Forget Tomorrow - Pintip Dunn


“The next leaf that falls will be red,” my six-year-old sister Jessa announces. An instant later, a crimson leaf flutters through the air like the tail feather of a cardinal.

Jessa grabs it and tucks it into the pocket of her school uniform, a silver mesh jumpsuit that is a smaller version of mine. Crunchy leaves blanket the square, the only burst of color in Eden City’s landscape. Behind our patch of a park, bullet trains shoot by in electromagnetic vacuum tubes, and metal and glass buildings vie for every inch of pavement. Their gleaming spirals do more than scrape the sky—they punch right through it.

“Now orange,” Jessa says. A leaf the color of overripe squash tumbles from the tree. “Brown.” Sure enough, brown as mud and just as dead.

“You going for some kind of record?” I ask.

She turns to me and grins, and I forget all about tomorrow and what is about to happen. My senses fill with my sister. The voice that lilts like music. The way her hair curves around her chin. Her eyes as warm and irresistible as roasted chestnuts.

I can almost feel the patches of dry skin on her elbows, where she refuses to apply lotion. And then, the moment passes. Knowledge seeps through me, the way a person gains consciousness after a dream. Tomorrow, I turn seventeen. I will become, by the ComA’s decree, an official adult. I will receive my memory from the future.

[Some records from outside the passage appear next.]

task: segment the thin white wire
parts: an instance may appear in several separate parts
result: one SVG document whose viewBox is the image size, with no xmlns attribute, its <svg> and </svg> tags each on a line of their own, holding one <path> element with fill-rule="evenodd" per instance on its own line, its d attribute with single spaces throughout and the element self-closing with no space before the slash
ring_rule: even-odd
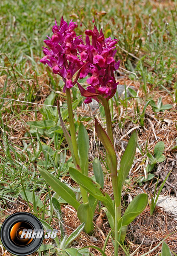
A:
<svg viewBox="0 0 177 256">
<path fill-rule="evenodd" d="M 23 100 L 20 100 L 19 99 L 9 99 L 9 98 L 3 98 L 2 97 L 0 97 L 0 99 L 8 99 L 9 100 L 13 100 L 14 101 L 20 102 L 24 102 L 25 103 L 28 103 L 29 104 L 34 104 L 35 105 L 40 105 L 41 106 L 47 106 L 47 107 L 57 107 L 57 106 L 53 106 L 52 105 L 46 105 L 46 104 L 40 104 L 40 103 L 35 103 L 34 102 L 26 102 L 23 101 Z M 66 108 L 65 107 L 60 107 L 60 108 L 66 108 L 68 109 L 68 108 Z M 94 116 L 89 116 L 89 115 L 87 115 L 87 114 L 85 114 L 84 113 L 82 113 L 78 111 L 76 111 L 76 110 L 73 110 L 74 112 L 75 112 L 78 114 L 80 114 L 80 115 L 83 115 L 83 116 L 88 116 L 92 119 L 94 119 L 93 117 L 94 117 Z"/>
</svg>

Sometimes, I feel as if I’ve been waiting all my life to turn seventeen. I measure my days not by my experiences but by the time remaining until I receive my memory, the memory, the one that’s supposed to give meaning to my life.

They tell me I won’t feel so alone then. I’ll know, without a shred of doubt, that somewhere in another spacetime exists a future version of me, one who turns out all right. I’ll know who I’m supposed to be. And I’ll never feel lost again.

Too bad I had to live through seventeen years of filler first.

“Yellow.” Jessa returns to her game, and a yellow leaf detaches from a branch. “Orange.”

Ten times, fifteen times, twenty, she correctly predicts the color of the next leaf to fall. I clap and cheer, even though I’ve seen this show, or something like it, dozens of times before.

And then I notice him. A guy wearing my school’s uniform, sitting on a curved metal bench thirty feet away. Watching us.

The back of my neck prickles. He can’t possibly hear us. He’s too far away. But he’s looking. Why is he looking? Maybe he has super-sensitive hearing. Maybe the wind has picked up our words and carried them to him.

How could I be so stupid? I never let Jessa stop in the park. I always march her straight home after school, just like my mother orders. But today, I wanted—I needed—the sun, if only for a few minutes.

I place a hand on my sister’s arm, and she stills. “We need to leave. Now.” My tone implies the rest of the sentence: before the guy reports your psychic abilities to the authorities.

Jessa doesn’t even nod. She knows the drill. She drops into step beside me, and we head for the train station on the other side of the square. Out of the corner of my eye, I see him stand up and follow us. I bite my lip so hard I taste blood. What now? Make a run for it? Talk to him and attempt damage control?

His face comes into view. He has closely cropped blond hair and a ridiculously charming grin, but that’s not why my knees go weak.

It’s my classmate, Logan Russell, swim team captain and owner of what my best friend Marisa calls the best pecs in this spacetime. Harmless. Sure, he has the nerve to smile at me after ignoring me for five years, but he’s no threat to Jessa’s well-being.

When we were kids, his brother Mikey made a racquetball hover above the court. Without touching it. ComA whisked him away, and he hasn’t been seen since. Logan’s not about to report my sister to anyone.

“Calla, wait up,” he says, as if it’s been days instead of years since we sat next to each other in the T-minus five classroom.

I stop walking, and Jessa clutches my hand. I give her three squeezes to let her know we’re safe. “My friends call me ‘Callie,’” I tell Logan. “But if you don’t already know that, maybe you should use my birthday.”